A bit of bad news on this Good Friday: If you thought living in the land of sunshine and freshly squeezed orange juice would make you the picture of health, then you're sadly mistaken.
In a new Gallup-Healthways poll, Tampa Bay scored lowest for well-being among the country's 52 largest metro areas.
The findings were based on phone interviews last year with 353,563 adults, who were asked to rank their hometowns on six factors: life evaluation, emotional health, work environment, physical health, healthy behaviors and access to basic necessities.
Here's an excerpt from the results:
Tampa-St. Petersburg-Clearwater, Fla., displaced Las Vegas-Paradise, Nev., for the large metro area with the lowest wellbeing, due mostly to low life evaluations and emotional health scores.
Apparently, what happens in Vegas... isn't as bad as what happens in Tampa Bay.

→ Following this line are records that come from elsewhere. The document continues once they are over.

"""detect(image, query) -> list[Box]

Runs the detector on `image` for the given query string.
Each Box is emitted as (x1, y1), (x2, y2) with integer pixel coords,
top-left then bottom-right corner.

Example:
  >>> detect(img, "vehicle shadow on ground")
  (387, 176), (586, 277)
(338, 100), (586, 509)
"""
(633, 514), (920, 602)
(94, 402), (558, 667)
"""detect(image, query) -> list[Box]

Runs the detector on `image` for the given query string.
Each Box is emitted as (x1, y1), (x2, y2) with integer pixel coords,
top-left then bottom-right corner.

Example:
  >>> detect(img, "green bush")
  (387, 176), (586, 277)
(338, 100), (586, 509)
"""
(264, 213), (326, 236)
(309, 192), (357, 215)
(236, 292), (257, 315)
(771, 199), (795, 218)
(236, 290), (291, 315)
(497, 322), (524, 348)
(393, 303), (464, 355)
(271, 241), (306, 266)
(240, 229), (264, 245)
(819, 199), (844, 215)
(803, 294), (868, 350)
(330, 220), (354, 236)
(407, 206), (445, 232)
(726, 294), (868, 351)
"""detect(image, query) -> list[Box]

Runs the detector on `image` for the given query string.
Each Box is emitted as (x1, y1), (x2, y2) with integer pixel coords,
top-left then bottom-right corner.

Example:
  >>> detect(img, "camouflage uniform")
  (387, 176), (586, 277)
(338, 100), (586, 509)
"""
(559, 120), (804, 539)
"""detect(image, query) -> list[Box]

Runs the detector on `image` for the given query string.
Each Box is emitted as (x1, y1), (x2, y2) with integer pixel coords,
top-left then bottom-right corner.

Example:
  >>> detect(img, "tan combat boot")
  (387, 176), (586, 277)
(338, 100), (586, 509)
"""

Among metro areas with at least 1 million residents, Tampa Bay had the lowest composite score. Here's your bottom five, America:
- Tampa-St. Petersburg-Clearwater (64.7)
- Las Vegas, Nev. (64.8)
- Providence, R.I. (65.0)
- Louisville, Ky. (65.0)
- Riverside-San Bernardino, Calif. (65.1)
The big cities that scored the best were as follows:
- Washington, D.C. (71.3)
- San Francisco, Calif. (71.0)
- San Jose, Calif. (70.8)
- Denver, Colo. (70.4)
- Minneapolis-St. Paul, Minn. (70.3)
Now, before you pack up that U-Haul and head for D.C., it's worth noting that the highest-ranking metro area -- large or small -- was Lincoln, Neb. Worst off overall was Charleston, W. Va.